Obviously a lot of things went very wrong during the June 29th storm, but I want to start by mentioning some things that went very right - I would like to thank my staff who joined me in our office on both Saturday and Sunday to communicate important information to residents and to open up our office to the public as an unofficial cooling center over the weekend.
I would also like to say thank you to police District Commanders, Captain Joe Hill and Captain Purvis Dawson, who did an excellent job of keeping us up to date on what the police were doing in the Springfield District and were more than helpful responding to our requests. Similarly the folks at VDOT, Dominion and NOVEC were extremely responsive to requests from the district, and I think they have done a good job considering the circumstances - I have tremendous respect for the linemen who have come from as far away as Canada and Texas to work in 100 plus degree heat in a protective suit for 16 hours a day.
I also want to thank the countless residents that went out of their way to help their neighbors in little and large ways. As I travelled the district on Saturday I saw firsthand neighbors helping clear downed trees, checking on elderly neighbors and sharing important information with those without communication.
Obviously the biggest and most critical failure was the loss of 911 services for 4 days. One thing is clear, 911 going down left many feeling abandoned and vulnerable, and Tuesday at the Board of Supervisors' meeting the Board unanimously approved my renewed call to look into 911 texting as we look to improve the 911 system. We must also look at further redundancies within our communications network. (see related article below)
It is easy to be critical of others but I think we need to take a very hard look at the County's response to the storm. I understand that circumstances were difficult with the loss of some of the County's communication infrastructure but that is the norm in most emergency situations. I believe we had failures in several areas and need to use this experience as an opportunity to improve. Some, not all areas I see room for improvement include:
Failure to open and advertise shelters. Despite the extreme heat, extended power outages and the age of many of our residents, the County did not open cooling centers.
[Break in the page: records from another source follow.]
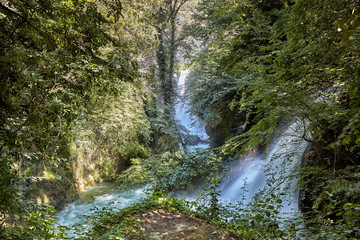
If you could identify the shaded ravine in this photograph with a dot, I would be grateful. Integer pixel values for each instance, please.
(268, 171)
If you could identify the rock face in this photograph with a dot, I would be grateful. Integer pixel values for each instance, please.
(216, 135)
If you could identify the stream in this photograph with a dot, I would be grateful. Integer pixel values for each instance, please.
(259, 171)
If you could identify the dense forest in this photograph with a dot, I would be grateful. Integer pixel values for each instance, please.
(88, 94)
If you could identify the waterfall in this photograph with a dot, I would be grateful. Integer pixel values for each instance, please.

In this a potentially deadly situation where 911 was not functioning, we told our residents to go to Rec Centers and libraries, but we were unable to give them a list of the ones that were open, instead requesting that they call ahead. This was a problem for a number of reasons. First, all of our surrounding jurisdictions opened cooling centers that were being advertised by the media, leading to people asking why we were not doing the same. Second, it should not be the public's responsibility to find out which county facilities are open, we should have known which ones were open and directed them there. Third, with the phone problems we had I do not know how we can assume that those vulnerable to the heat also had access to a working phone. We need to improve our process for identifying and communicating shelter information be it for hurricanes, blizzards or whatever else Mother Nature throws at us.
Important information did not get to the public. On Saturday and Sunday when my staff and I were putting together our updates we had a hard time finding information from the County, and relied mostly on information from the power companies, our police, and VDOT. All too often in the aftermath of the storm I heard from residents saying they heard of other Counties' plans but none of our information was on the radio. I believe too much of our focus was on a blog that wasn't even given priority space on the County's website. We should have also been getting information to WTOP, WMAL and WNEW. Our elderly rely on the radio more than the internet. The Federal Government and Commonwealth as well as our own disaster preparation suggestions include a battery powered radio. Both need to be covered.
Citizen support in the storm's aftermath. I believe there are a number of areas that we need to look at in terms of support for our residents in the storm's aftermath. Three of these areas are access to bathing facilities and fresh water, provision of ice and water and assistance in the cleanup. I believe we were one of the few jurisdictions not providing ice and water to residents during the extended power outage. In addition there are hundreds if not thousands of tons of food waste and tree limbs that need to be disposed of. The County is currently directing people to visit one of the transfer stations rather than providing local support.
I was told last weekend by a representative of a power company that Hurricane Isabel in 2003 was one of the biggest learning experiences they had and that it helped to improve the way they do business. It is clear to all after this last week that there is still much work to be done, and that we should be leading the way. The Board has asked the staff to prepare an after action report. If you have any comments or suggestions or areas that should be addressed please forward them to me so I can make sure they are addressed in the report. I have included many of your suggestions as well.
We need to ensure we are better prepared for the next crisis. One thing I heard from constituents over and over was "What if this had been a terrorist attack?" It is obvious we have work to do.
Governor McDonnell Looks into 911 Problems from the Storm
We absolutely need to determine what happened and how it can be prevented in the future. I would like to thank Governor McDonnell for starting investigations that are already underway into the failures. He has organized a Subpanel of the Secure Commonwealth Panel to focus on 911 issues, which I am honored to have been asked to join.
This group will review failure issues, protocol for operating 911 centers, equipment requirements for these centers, service provider issues, and relations/communications between power companies and telecom companies.
Additionally the State Corporation Commission has also started an investigation, and as Verizon's regulator have ordered their total compliance in finding out the cause of the multiple outages in their service. Preliminary findings are scheduled for September 14, with a final report due in December.
The Board also approved a motion to participate in a COG task force on the 911 issues and the FCC has started its own investigation.